The challenge is undoubtedly steep, given Addams’s ingenuity. His influence is reflected not only in the work of generations of cartoonists but also in movies like “A Nightmare on Elm Street,” and those by Wes Craven, and television shows like “The Simpsons.” In those works, rather than coddle children, parents suggest that they turn on each other, as Morticia does in one cartoon when she tells Wednesday to stop “whining” about her maniacal brother and threaten to poison him back.

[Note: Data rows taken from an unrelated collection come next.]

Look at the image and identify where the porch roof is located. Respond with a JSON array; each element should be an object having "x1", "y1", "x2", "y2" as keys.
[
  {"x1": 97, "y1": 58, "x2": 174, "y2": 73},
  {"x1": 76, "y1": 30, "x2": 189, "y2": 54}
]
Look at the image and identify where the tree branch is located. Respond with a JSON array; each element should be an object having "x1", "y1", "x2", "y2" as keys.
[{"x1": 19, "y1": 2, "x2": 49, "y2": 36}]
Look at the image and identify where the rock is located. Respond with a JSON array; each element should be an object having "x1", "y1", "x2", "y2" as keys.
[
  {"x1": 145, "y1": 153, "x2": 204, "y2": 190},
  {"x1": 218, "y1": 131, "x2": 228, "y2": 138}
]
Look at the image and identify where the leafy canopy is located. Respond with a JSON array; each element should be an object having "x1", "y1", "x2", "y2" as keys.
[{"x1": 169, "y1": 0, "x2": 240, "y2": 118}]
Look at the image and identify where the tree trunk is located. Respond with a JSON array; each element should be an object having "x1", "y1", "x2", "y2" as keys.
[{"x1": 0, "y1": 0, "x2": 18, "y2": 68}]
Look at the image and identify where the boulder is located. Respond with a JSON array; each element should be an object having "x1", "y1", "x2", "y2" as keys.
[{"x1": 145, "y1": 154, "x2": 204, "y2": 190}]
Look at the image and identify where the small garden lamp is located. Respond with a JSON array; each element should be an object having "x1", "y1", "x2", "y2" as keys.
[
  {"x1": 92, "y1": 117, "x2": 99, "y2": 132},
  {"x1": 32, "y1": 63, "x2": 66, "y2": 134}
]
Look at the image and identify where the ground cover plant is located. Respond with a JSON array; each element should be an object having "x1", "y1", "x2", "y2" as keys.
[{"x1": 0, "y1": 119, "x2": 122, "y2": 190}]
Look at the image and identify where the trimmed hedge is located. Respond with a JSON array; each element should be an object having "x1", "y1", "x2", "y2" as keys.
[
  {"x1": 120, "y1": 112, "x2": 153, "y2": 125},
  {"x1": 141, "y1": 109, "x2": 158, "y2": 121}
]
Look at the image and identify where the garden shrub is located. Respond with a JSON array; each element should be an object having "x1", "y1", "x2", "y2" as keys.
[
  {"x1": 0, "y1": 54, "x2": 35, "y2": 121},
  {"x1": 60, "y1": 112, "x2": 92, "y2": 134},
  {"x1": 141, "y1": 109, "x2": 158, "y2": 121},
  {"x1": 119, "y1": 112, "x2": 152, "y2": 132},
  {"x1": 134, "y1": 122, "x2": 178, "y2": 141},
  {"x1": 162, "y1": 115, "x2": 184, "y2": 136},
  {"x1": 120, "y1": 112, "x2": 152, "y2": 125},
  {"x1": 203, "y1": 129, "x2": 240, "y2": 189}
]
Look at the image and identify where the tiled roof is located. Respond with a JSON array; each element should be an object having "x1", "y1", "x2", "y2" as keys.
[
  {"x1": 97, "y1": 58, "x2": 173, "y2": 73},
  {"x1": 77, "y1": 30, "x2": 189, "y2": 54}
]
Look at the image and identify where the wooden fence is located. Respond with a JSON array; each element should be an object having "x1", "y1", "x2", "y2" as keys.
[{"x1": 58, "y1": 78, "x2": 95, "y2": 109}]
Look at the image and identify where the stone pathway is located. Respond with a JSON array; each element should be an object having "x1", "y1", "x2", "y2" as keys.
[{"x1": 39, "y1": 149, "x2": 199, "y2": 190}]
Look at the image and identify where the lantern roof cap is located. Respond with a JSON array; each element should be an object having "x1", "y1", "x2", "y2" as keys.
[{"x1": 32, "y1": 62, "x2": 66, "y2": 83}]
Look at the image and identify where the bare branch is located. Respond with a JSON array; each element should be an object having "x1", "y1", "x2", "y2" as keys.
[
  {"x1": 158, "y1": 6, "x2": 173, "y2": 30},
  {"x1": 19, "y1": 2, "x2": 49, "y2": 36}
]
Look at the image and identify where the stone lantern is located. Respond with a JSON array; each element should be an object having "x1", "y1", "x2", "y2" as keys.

“By making us laugh at, and with, his fiendish protagonists, he makes us temporarily share those values and doubt our own,” said Robert Mankoff, the cartoon editor of The New Yorker. Referring to the musical, Mr. Mankoff said, “I think to truly reflect Addams’s vision, it would have to make us see the characters onstage not as the strange, weird Other, but through humor to see ourselves.”


Jules Feiffer, the Pulitzer Prize-winning cartoonist who is also a playwright, said that sustaining the unique tone and eccentric touches of a “deliciously bad family from hell” like the Addamses was an exciting challenge for a Broadway show, but also a tall order, given that many Americans have strong opinions about how Gomez, Morticia, Uncle Fester and the rest should look, speak and behave (badly, very badly and beyond).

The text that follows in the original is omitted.